Abiotic stress tolerance (Christa Testerink & Rumyana Karlova)
Salt stress and drought are major threats to global crop productivity. The roots of plants are on the front line for perceiving and countering these stresses. We investigate the mechanisms behind the remarkable flexibility of roots in adapting to abiotic stress. We investigate this at a fundamental level and also work on stress resilience in several crop species.
Chloroplast retrograde signalling (Charlotte Gommers)
The powerplants in the plant cell, the chloroplasts, are foundational to plant life. However, their functioning is highly sensitive to environmental factors such as light and salt. Communication from chloroplast to the nucleus of the hosting cell (termed retrograde signalling) is aiding to keep up chloroplast productivity. In addition, this signalling modulates other processes in the plant, giving a whole extra dimension to plant abiotic stress signalling. We are interested in:
- The fundamentals of retrograde signals from chloroplast to nucleus, and their role during salt stress responses.
- The impact of chloroplast retrograde signals on seedling establishment in (fluctuating) light.
- The effect of environmental stresses on chloroplast development.
Chemical communication (Iris Kappers)
The way in which plants communicate with each other and organisms in their environment is mostly through chemicals. Secondary metabolites play important roles in the interaction between plants and insects: to repel herbivorous insects and attract those that pollinate or prey on herbivores. We investigate the genetic diversity within the chemical pathways to produce these secondary metabolites. Further, we look into the trade-offs that the plant faces when allocating resources for chemical communication.
> For more information see our Chemical Communication research page.
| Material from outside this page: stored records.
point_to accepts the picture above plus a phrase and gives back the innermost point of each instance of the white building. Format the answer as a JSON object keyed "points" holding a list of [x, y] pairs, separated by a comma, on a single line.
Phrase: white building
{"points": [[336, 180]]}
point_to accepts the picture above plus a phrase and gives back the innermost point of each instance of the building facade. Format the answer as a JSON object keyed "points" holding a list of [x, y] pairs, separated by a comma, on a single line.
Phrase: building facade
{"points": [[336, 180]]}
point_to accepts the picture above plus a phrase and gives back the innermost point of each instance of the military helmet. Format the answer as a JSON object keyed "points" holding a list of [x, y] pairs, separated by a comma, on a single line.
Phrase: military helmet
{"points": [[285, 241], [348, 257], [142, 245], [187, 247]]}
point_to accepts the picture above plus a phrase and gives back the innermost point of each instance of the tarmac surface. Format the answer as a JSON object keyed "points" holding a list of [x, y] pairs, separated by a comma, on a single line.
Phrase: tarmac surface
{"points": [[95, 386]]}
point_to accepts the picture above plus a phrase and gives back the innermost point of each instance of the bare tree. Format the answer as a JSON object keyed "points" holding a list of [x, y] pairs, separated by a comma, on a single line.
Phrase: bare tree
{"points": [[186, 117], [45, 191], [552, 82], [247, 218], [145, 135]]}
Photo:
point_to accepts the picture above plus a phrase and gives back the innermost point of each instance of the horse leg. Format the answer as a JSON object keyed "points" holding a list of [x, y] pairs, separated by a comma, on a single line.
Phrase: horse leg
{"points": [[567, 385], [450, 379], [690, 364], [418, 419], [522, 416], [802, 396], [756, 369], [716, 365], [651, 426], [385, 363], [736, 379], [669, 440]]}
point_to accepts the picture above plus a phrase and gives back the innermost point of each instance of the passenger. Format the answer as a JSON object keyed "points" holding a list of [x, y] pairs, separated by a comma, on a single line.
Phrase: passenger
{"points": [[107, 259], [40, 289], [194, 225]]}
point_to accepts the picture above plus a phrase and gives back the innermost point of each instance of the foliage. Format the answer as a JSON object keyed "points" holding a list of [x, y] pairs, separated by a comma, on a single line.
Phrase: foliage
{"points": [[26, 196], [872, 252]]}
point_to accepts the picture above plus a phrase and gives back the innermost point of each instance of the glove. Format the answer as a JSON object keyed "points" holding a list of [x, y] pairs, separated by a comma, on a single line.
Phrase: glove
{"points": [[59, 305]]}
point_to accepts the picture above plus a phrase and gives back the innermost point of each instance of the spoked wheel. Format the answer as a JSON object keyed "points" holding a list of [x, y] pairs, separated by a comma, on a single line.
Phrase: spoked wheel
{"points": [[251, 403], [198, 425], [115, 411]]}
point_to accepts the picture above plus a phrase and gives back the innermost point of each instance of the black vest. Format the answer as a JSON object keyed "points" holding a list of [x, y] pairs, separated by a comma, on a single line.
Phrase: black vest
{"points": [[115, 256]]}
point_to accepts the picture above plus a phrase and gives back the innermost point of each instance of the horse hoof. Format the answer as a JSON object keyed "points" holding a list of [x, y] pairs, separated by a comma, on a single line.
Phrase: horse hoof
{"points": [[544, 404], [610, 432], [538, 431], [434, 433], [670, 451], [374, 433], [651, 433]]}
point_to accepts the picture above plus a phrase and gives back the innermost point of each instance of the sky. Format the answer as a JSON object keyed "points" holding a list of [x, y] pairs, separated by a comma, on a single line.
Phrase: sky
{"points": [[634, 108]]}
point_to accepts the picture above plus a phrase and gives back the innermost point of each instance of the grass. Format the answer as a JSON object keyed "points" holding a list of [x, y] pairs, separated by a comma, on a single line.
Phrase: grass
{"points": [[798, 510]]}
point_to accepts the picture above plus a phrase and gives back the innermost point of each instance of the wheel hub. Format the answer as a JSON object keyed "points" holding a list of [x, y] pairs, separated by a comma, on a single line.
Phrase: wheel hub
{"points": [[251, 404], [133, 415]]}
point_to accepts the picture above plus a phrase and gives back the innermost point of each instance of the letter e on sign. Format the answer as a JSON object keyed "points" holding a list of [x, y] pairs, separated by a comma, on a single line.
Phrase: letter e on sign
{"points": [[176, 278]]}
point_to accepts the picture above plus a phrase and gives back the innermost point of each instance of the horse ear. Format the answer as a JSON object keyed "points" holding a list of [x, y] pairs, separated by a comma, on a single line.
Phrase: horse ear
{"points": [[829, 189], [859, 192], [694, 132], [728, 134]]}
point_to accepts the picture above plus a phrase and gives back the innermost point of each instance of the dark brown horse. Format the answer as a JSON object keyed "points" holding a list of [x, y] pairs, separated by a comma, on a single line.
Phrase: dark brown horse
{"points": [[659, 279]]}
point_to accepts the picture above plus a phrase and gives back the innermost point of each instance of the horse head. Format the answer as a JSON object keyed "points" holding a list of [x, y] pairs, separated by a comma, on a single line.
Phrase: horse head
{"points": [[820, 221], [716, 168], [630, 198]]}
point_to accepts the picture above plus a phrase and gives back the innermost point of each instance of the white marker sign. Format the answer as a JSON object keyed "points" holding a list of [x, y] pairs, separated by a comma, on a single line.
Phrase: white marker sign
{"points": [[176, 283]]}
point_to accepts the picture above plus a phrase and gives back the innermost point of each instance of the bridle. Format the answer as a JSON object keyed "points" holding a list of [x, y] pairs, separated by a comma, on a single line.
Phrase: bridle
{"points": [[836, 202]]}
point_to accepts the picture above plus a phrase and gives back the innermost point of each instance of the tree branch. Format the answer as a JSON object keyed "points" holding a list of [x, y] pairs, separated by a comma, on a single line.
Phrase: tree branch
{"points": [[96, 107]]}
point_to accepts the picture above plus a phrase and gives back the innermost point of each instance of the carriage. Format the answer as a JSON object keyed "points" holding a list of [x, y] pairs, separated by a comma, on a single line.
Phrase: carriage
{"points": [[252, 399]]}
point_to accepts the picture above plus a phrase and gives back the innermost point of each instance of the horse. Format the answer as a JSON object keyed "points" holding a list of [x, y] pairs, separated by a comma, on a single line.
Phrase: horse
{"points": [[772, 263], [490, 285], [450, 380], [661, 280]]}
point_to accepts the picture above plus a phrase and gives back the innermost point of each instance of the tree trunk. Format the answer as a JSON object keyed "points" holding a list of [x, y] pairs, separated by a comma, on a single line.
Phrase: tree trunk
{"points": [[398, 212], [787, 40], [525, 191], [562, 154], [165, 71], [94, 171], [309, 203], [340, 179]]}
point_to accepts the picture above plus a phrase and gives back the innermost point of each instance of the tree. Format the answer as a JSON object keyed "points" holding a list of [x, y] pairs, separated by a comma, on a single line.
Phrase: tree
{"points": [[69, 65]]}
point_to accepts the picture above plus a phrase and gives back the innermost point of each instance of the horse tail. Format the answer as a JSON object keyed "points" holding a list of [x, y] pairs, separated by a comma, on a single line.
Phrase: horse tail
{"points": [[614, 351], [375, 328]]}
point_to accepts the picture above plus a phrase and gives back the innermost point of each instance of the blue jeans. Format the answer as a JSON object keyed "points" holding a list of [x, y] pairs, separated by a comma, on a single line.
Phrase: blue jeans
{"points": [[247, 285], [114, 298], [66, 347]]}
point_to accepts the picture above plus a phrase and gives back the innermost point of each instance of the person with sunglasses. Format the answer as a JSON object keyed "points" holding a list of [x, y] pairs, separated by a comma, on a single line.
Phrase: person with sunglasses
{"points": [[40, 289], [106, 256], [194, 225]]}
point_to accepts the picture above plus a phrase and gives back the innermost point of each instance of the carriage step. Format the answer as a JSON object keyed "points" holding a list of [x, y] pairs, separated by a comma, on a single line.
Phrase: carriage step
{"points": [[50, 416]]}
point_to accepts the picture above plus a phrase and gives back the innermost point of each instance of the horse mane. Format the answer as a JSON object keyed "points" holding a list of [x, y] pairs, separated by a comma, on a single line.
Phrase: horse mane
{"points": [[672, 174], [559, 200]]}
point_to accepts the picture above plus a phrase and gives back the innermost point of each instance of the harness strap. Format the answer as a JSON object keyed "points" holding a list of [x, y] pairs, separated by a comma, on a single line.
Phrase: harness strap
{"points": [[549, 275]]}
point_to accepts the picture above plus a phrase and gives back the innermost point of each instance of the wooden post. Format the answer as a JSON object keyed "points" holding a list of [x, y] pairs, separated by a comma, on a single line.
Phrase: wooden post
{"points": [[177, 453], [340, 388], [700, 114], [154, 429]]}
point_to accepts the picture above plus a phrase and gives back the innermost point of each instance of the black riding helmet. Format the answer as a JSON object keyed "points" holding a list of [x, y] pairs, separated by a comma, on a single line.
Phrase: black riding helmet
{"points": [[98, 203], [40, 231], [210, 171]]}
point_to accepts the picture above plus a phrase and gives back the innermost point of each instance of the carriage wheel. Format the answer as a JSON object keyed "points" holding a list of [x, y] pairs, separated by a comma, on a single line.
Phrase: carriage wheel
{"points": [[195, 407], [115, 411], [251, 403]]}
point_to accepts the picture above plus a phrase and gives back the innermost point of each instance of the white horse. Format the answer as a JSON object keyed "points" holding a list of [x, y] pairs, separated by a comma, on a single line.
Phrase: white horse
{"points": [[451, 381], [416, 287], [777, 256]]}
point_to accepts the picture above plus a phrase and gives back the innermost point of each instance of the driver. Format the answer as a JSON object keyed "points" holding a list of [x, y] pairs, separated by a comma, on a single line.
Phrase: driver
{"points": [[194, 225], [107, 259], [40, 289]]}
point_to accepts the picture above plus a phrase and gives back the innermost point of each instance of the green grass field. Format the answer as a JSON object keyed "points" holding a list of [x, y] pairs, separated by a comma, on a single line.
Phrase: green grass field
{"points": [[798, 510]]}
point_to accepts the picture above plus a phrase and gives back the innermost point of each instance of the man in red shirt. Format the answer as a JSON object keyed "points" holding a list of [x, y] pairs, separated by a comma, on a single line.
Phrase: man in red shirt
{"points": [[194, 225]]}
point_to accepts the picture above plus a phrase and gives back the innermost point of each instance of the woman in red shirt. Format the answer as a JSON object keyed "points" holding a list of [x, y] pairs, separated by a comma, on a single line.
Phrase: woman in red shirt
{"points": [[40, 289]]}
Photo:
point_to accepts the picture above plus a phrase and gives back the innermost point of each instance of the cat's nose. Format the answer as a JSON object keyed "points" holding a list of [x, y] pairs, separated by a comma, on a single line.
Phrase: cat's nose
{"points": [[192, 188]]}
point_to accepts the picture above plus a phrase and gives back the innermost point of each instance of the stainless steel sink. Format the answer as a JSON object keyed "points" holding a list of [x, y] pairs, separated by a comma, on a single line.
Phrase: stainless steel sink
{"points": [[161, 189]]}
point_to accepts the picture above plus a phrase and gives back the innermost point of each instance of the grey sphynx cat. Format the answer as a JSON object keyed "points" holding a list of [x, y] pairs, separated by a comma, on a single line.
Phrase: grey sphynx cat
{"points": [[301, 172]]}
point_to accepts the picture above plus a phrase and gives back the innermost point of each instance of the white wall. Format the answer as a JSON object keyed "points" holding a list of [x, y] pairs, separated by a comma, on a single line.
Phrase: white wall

Plant Metabolomics (Robert Hall)
Metabolomics is an analytical technique that gives insight into the metabolites present in plants and how metabolic pathways can be reprogrammed under changing external conditions. Given its untargeted nature, it is a powerful tool to unravel complex traits in plants for which background knowledge is often limited. This also includes traits important for the quality of food products, like flavour, aroma and allergenicity. We seek out innovations in metabolomic techniques and apply these in plant research where we aim to follow changes in plant biochemistry which can potentially be causal to phenotypic modifications.